5.4 Assumption 4 No Extreme Outliers

Extreme outliers in predictor variables can unduly influence the estimation of regression coefficients and threshold parameters. We assess outliers using z-scores (flagging observations beyond ±3 SD) and boxplots.
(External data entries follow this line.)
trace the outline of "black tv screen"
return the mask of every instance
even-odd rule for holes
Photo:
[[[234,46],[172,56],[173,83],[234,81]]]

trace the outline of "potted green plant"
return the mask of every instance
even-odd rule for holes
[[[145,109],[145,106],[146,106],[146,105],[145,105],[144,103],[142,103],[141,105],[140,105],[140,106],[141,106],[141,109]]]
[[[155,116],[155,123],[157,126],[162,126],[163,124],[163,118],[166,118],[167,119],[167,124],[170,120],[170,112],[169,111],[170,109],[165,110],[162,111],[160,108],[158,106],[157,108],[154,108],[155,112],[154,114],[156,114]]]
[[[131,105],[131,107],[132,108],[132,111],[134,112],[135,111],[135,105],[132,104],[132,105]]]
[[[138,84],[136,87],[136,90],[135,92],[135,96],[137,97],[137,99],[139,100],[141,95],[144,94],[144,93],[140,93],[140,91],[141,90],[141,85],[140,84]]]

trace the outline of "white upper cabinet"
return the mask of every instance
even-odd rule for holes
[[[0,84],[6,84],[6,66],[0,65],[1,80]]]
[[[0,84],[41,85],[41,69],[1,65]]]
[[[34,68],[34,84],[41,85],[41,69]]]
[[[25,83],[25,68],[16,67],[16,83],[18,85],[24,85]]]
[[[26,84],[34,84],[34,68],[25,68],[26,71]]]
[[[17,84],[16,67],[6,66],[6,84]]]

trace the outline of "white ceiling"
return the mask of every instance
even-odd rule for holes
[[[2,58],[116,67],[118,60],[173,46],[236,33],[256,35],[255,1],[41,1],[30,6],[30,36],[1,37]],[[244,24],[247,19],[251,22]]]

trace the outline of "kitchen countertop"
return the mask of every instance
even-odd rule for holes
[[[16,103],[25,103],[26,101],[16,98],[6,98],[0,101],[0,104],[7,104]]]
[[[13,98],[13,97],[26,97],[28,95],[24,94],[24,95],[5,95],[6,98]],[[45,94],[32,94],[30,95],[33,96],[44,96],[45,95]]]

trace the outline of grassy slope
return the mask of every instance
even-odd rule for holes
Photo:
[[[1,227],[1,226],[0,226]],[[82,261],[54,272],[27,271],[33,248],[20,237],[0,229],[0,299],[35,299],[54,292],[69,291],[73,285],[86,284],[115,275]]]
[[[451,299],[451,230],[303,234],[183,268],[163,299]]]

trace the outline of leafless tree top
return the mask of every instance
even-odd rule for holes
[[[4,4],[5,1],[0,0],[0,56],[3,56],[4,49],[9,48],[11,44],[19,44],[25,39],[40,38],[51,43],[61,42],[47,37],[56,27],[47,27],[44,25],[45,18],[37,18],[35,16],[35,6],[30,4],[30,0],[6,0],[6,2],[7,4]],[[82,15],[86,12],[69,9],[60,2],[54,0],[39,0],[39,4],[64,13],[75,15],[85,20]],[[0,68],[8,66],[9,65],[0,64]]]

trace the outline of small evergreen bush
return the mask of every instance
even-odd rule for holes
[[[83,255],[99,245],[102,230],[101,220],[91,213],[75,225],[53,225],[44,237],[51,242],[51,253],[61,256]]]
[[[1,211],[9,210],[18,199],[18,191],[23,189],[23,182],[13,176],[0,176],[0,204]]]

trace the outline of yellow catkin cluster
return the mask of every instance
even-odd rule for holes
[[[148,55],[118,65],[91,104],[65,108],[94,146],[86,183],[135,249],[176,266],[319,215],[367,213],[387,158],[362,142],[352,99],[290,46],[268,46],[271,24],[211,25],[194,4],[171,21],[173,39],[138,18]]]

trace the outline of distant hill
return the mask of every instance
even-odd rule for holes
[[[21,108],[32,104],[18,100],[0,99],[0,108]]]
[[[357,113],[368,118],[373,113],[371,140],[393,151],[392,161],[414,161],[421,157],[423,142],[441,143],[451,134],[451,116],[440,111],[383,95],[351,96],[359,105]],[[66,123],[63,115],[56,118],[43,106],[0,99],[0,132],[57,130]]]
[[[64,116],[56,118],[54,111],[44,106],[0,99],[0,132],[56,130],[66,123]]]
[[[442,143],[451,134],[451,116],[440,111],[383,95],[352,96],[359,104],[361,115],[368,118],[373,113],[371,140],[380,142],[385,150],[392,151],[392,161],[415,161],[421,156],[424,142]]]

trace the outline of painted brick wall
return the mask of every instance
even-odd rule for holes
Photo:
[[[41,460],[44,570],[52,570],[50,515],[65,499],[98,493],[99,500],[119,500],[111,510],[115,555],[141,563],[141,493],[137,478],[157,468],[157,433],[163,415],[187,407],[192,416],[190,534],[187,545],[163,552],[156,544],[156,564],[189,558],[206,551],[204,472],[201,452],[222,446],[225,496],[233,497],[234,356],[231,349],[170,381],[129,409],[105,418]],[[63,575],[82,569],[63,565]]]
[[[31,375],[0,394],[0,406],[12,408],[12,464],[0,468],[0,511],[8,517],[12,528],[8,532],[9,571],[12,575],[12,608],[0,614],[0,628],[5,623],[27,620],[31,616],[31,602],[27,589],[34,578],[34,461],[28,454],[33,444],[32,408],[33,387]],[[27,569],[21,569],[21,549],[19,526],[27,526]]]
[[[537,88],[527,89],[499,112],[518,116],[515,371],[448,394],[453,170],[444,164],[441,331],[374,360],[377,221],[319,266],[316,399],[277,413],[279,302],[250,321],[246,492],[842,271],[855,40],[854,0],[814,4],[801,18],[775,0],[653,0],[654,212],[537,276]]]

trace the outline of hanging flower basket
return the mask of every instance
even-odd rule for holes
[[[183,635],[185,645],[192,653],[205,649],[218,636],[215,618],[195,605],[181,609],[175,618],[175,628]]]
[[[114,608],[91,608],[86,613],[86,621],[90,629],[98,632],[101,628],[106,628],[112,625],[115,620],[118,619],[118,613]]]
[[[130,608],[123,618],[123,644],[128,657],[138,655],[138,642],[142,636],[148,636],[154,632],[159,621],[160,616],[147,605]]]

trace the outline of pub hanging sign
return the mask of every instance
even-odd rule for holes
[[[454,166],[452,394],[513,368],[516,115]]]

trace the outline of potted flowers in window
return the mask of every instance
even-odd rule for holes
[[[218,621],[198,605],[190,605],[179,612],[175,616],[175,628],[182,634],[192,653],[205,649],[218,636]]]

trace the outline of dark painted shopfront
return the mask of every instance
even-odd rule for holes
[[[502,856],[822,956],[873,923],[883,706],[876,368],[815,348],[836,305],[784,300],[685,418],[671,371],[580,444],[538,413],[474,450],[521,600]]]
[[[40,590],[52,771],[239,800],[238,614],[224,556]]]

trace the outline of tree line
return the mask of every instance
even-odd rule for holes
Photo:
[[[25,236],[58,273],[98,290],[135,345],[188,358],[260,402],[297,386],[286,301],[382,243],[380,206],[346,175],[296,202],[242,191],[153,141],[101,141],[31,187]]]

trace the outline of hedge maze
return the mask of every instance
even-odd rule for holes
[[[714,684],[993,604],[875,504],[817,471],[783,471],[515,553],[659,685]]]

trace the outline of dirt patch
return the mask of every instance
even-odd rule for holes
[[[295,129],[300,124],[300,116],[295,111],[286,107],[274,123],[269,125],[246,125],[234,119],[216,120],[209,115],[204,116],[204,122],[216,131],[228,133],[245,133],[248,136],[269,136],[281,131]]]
We also specifically investigate the anomalous negative minimum of solar_wind_density.

z_scores <- as.data.frame(scale(df_raw[num_desc_vars]))
names(z_scores) <- paste0(num_desc_vars, "_z")

outlier_counts <- sapply(z_scores, function(x) sum(abs(x) > 3, na.rm = TRUE))

outlier_df <- data.frame(
  Variable        = num_desc_vars,
  N_Outliers_3SD  = as.integer(outlier_counts),
  Pct_Outliers    = round(outlier_counts / nrow(df_raw) * 100, 2),
  Assessment      = ifelse(outlier_counts == 0,     "None detected",
                   ifelse(outlier_counts <= 5,      "Few  monitor",
                                                    "Several  investigate"))
)
rownames(outlier_df) <- NULL

kable(outlier_df,
      caption = "Outlier Count per Predictor (|z| > 3 threshold)",
      col.names = c("Variable", "Outlier Count (|z|>3)", "% of Sample", "Assessment")) %>%
  kable_styling(bootstrap_options = c("hover"), full_width = FALSE) %>%
  column_spec(4,
              color = ifelse(outlier_df$N_Outliers_3SD == 0, "darkgreen",
                     ifelse(outlier_df$N_Outliers_3SD <= 5,  "darkorange", "red")),
              bold  = TRUE)

Outlier Count per Predictor (|z| > 3 threshold)
Variable	Outlier Count (\|z\|>3)	% of Sample	Assessment
flare_intensity	0	0.0	None detected
geomagnetic_index_Kp	3	0.3	Few monitor
solar_wind_speed	3	0.3	Few monitor
solar_wind_density	3	0.3	Few monitor
flare_duration_minutes	0	0.0	None detected

df_long_raw <- df_raw %>%
  dplyr::select(all_of(num_desc_vars)) %>%
  tidyr::pivot_longer(everything(), names_to = "Variable", values_to = "Value")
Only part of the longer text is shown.